The event “From the igloo to the chalice, tasting at 2000m” took place on Saturday 9th July 2022 at the Petit Pierre refuge in Corno d’Aola organized by the Pontedilegno -Tonale Consortium with the support of the University of Milan, Cantina Bignotti and the Valcamonica IGT Wine Consortium.
The bottles of wine placed in the igloo last winter were analyzed and compared with the bottles aged conventionally on the valley floor. This experiment, thanks to collaboration between the Pontedilegno -Tonale Consortium, the University of Milan Centre in Edolo (UNIMONT) and two local companies: the Valcamonica IGT Wine Consortium and Cantina Bignotti, ended with a tasting in the mountains, at about 2000 m, at Corno d’Aola. The purpose of the experiment was to investigate how low temperatures and/or high altitudes could influence some characteristics of the wines.

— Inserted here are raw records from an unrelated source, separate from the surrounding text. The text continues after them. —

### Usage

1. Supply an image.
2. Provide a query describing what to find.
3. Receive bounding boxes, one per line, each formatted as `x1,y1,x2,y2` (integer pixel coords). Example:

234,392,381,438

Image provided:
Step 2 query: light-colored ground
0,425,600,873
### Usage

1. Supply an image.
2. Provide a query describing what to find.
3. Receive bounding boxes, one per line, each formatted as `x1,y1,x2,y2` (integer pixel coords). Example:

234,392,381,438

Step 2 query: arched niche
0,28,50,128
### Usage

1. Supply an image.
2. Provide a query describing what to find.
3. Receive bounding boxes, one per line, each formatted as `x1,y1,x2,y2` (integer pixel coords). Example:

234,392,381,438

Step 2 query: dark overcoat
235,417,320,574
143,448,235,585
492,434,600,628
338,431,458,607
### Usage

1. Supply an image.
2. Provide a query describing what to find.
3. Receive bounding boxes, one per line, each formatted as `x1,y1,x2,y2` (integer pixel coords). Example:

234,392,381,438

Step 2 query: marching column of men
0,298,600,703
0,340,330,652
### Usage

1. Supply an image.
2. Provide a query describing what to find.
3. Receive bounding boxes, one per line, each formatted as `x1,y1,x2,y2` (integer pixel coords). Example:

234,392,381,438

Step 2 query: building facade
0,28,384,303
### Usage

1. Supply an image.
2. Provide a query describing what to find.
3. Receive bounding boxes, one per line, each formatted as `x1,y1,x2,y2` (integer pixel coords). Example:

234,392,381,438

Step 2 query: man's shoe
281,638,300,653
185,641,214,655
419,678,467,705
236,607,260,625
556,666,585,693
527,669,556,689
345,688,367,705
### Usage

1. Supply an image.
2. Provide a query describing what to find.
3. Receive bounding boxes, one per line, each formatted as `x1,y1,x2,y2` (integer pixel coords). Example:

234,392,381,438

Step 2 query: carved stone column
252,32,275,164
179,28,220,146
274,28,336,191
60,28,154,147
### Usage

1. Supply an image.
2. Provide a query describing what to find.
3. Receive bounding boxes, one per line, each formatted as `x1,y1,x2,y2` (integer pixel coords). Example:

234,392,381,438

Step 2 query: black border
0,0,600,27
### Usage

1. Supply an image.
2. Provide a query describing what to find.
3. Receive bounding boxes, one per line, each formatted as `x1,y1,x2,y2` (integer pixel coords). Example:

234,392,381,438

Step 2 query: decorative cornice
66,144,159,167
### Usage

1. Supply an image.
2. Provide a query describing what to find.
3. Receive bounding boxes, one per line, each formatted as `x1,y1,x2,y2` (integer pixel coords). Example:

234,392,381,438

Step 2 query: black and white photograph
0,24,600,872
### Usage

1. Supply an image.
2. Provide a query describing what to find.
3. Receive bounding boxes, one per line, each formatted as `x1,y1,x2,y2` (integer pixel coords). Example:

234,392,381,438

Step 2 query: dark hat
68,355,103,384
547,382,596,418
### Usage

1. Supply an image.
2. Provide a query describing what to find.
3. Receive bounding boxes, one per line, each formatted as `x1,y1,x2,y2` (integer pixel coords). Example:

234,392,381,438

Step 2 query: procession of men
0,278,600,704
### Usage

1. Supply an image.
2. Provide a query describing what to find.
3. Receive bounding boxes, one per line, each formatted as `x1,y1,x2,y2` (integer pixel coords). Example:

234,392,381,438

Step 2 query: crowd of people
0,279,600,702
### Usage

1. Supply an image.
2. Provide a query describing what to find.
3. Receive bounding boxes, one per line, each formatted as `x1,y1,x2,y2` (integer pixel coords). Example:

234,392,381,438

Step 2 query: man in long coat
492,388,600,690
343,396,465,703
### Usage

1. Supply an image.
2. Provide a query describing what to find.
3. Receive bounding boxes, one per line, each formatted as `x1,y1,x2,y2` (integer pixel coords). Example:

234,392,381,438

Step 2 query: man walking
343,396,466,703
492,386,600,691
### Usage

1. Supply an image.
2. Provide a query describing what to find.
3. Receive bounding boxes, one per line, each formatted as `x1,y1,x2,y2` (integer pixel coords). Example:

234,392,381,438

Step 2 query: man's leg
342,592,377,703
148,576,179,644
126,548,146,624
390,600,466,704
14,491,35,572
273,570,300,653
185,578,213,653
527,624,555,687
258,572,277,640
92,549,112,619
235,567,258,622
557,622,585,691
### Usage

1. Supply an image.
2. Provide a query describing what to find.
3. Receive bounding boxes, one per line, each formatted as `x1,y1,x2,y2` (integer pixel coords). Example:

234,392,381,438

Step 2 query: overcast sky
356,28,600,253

On Saturday 9th July 2022, after the greetings of the director of the Pontedilegno -Tonale Consortium Michele Bertolini, the main results of the preliminary analyses conducted by UNIMONT researcher Davide Pedrali were illustrated. It would seem that white wines were influenced more by this “innovative” method of conservation, as the content of organic acids was lower than the corresponding samples left in the cellar. The trend for red wines was opposite, probably because they need longer for these environmental conditions to affect their composition. On the other hand, there were no variations in the values of acidity, alcohol content and pH. “These first analyzes must be repeated several times, for several years, including a greater number of samples, so that the experiment and the results acquire scientific worth,” added Davide Pedrali.
Pending future updates through appropriate scientific research, which could include a phase of the winemaking process directly in the igloo, this initiative is an example of a territorial marketing action, as highlighted by Michele Bertolini and Graziano Pennacchio, managing director of Visit Brescia.
Subsequently, the participants were guided by the sommelier Roberto Spadacini, a UNIMONT graduate, in a tasting itinerary, accompanied by the voice of the singer Kelly Joyce in a quartet.
Finally, some of the bottles aged in igloos were sold at a charity auction, the proceeds of which will go to the UNIMONT Centre to finance a scholarship for a young researcher. A demonstration of how collaboration and alliance between University and mountain territory is nowadays more important than ever to bring knowledge, innovation and practical results. The involvement of UNIMONT is in full coherence with the “mission” of the Centre: transforming the specificities of mountain areas into strengths rather than elements of weakness, through innovative approaches, also involving local forces, from Institutions to local people and, why not, tourists.